# Mobile Deployment with ExBurn
## Overview
ExBurn compiles models for mobile deployment via Burn's CubeCL backend:
- **iOS**: Metal via CubeCL
- **Android**: Vulkan via CubeCL
The typical workflow is: train on a desktop GPU → save the model → load and run inference on mobile.

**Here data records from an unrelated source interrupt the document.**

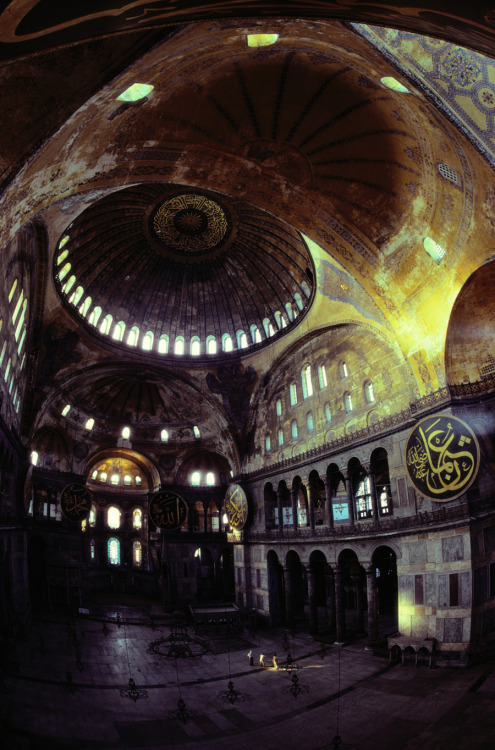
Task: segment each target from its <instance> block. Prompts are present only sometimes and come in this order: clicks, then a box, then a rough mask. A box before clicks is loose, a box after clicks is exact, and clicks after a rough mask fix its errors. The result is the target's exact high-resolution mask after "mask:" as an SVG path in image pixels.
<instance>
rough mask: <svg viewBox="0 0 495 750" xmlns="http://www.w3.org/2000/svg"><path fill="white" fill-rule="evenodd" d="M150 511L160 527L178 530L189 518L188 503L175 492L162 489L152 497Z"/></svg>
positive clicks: (169, 529) (150, 515)
mask: <svg viewBox="0 0 495 750" xmlns="http://www.w3.org/2000/svg"><path fill="white" fill-rule="evenodd" d="M148 513H149V516H150V518H151V520H152V521H153V523H154V524H155V526H158V528H160V529H166V530H167V531H177V529H180V527H181V526H182V524H183V523H184V521H185V520H186V518H187V504H186V501H185V500H183V499H182V498H181V496H180V495H177V494H176V493H175V492H170V491H169V490H162V491H161V492H157V493H156V495H153V497H152V498H151V501H150V507H149V511H148Z"/></svg>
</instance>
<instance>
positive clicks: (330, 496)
mask: <svg viewBox="0 0 495 750" xmlns="http://www.w3.org/2000/svg"><path fill="white" fill-rule="evenodd" d="M323 481H324V482H325V526H328V527H329V528H330V529H333V497H332V483H331V481H330V478H329V477H325V479H324V480H323Z"/></svg>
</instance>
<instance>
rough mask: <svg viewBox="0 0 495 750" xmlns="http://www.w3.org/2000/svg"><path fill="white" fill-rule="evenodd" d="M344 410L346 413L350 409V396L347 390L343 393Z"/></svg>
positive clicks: (351, 405) (351, 398) (350, 410)
mask: <svg viewBox="0 0 495 750" xmlns="http://www.w3.org/2000/svg"><path fill="white" fill-rule="evenodd" d="M344 411H345V412H346V413H347V414H349V412H351V411H352V396H351V394H350V393H349V391H346V392H345V393H344Z"/></svg>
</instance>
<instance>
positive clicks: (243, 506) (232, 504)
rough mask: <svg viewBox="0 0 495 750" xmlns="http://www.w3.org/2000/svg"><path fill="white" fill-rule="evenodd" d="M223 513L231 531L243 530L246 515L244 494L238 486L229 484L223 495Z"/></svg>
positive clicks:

## Training and Saving on Desktop
```elixir
# Train on desktop (CUDA or Metal)
model =
Axon.input("input", shape: {nil, 784})
|> Axon.dense(128, activation: :relu)
|> Axon.dropout(rate: 0.2)
|> Axon.dense(10)
compiled = ExBurn.Model.compile(model,
loss: :cross_entropy,
optimizer: :adam,
learning_rate: 0.001
)
trained = ExBurn.Training.fit(compiled, {train_x, train_y},
epochs: 20,
batch_size: 64
)
# Save for deployment
ExBurn.Model.save(trained, "model.bin")
```
## Loading and Inference on Mobile
```elixir
# Load the model on the mobile device
{:ok, model} = ExBurn.Model.load(compiled, "model.bin")
# Run inference
{:ok, output} = ExBurn.Model.predict(model, input_tensor)
```
## Using ExBurn.Serving for Batched Inference
For production inference with concurrent batching:
```elixir
serving = ExBurn.Serving.build(model,
batch_size: 32,
batch_timeout: 50,
partitions: System.schedulers_online()
)
output = Nx.Serving.run(serving, input_tensor)
```
## Cross-Compilation
### iOS (Metal)
```bash
# Add the iOS target
rustup target add aarch64-apple-ios
# Build the NIF for iOS
cd native/ex_burn_nif
cargo build --target aarch64-apple-ios --features metal --no-default-features --release
```
### Android (Vulkan)
```bash
# Add the Android target
rustup target add aarch64-linux-android
# Build the NIF for Android
cd native/ex_burn_nif
cargo build --target aarch64-linux-android --features vulkan --no-default-features --release
```
### CPU-only Fallback
```bash
cd native/ex_burn_nif
cargo build --no-default-features --release
```
## Model Optimization for Mobile
### 1. Use f16 Precision
Halves memory usage with minimal accuracy loss on inference:
```elixir
# Convert parameters to f15
# (planned — currently use Nx's built-in type conversion)
```
### 2. Reduce Model Size
| Model Size | Feasibility on Mobile |
|---|---|
| < 1M params | ✅ Comfortable on all modern devices |
| 1M – 10M params | ✅ Fine for inference, training may OOM |
| 10M – 50M params | ⚠️ Inference only, may need quantization |
| > 50M params | ❌ Not recommended for mobile |
### 3. Use ExCubecl Pipelines
Chain multiple GPU kernels without CPU round-trips:
```elixir
{:ok, pipeline} = ExBurn.CubeclBridge.pipeline()
ExBurn.CubeclBridge.pipeline_add(pipeline, "dense", [input_buf, weight_buf, bias_buf], output_buf)
ExBurn.CubeclBridge.pipeline_add(pipeline, "relu", [output_buf], output_buf)
{:ok, _} = ExBurn.CubeclBridge.pipeline_run(pipeline)
```
### 4. Batch Inference
Process multiple inputs together for better GPU utilization:
```elixir
serving = ExBurn.Serving.build(model, batch_size: 16, batch_timeout: 100)
```
## Supported Operations
| Operation | iOS (Metal) | Android (Vulkan) | Notes |
|---|---|---|---|
| Dense / Linear | ✅ | ✅ | |
| Conv2D | ✅ | ✅ | |
| ReLU | ✅ | ✅ | |
| Sigmoid | ✅ | ✅ | |
| Softmax | ✅ | ✅ | |
| Dropout | ✅ | ✅ | No-op during inference |
| LayerNorm | ✅ | ✅ | |
| MatMul | ✅ | ✅ | |
| Transpose | ✅ | ✅ | |
| Reshape | ✅ | ✅ | |
| Concatenate | ✅ | ✅ | |
| Slice | ✅ | ✅ | |
## Memory Considerations
- Burn's Autodiff backend is memory-intensive. **Training on mobile is only feasible for small models** (< 10M parameters).
- **Inference is the primary use case** for mobile deployment.
- Minimum recommended: 4GB RAM, A12+ chip (iOS) / Snapdragon 700+ (Android).
- Use gradient checkpointing (planned for v0.3.0) to reduce training memory.
## Precompiled NIFs (v0.2.0)
Starting with v0.2.0, precompiled NIF binaries are distributed via `rustler_precompiled`, eliminating the Rust toolchain requirement for end users. The NIF automatically downloads the correct binary for the target platform.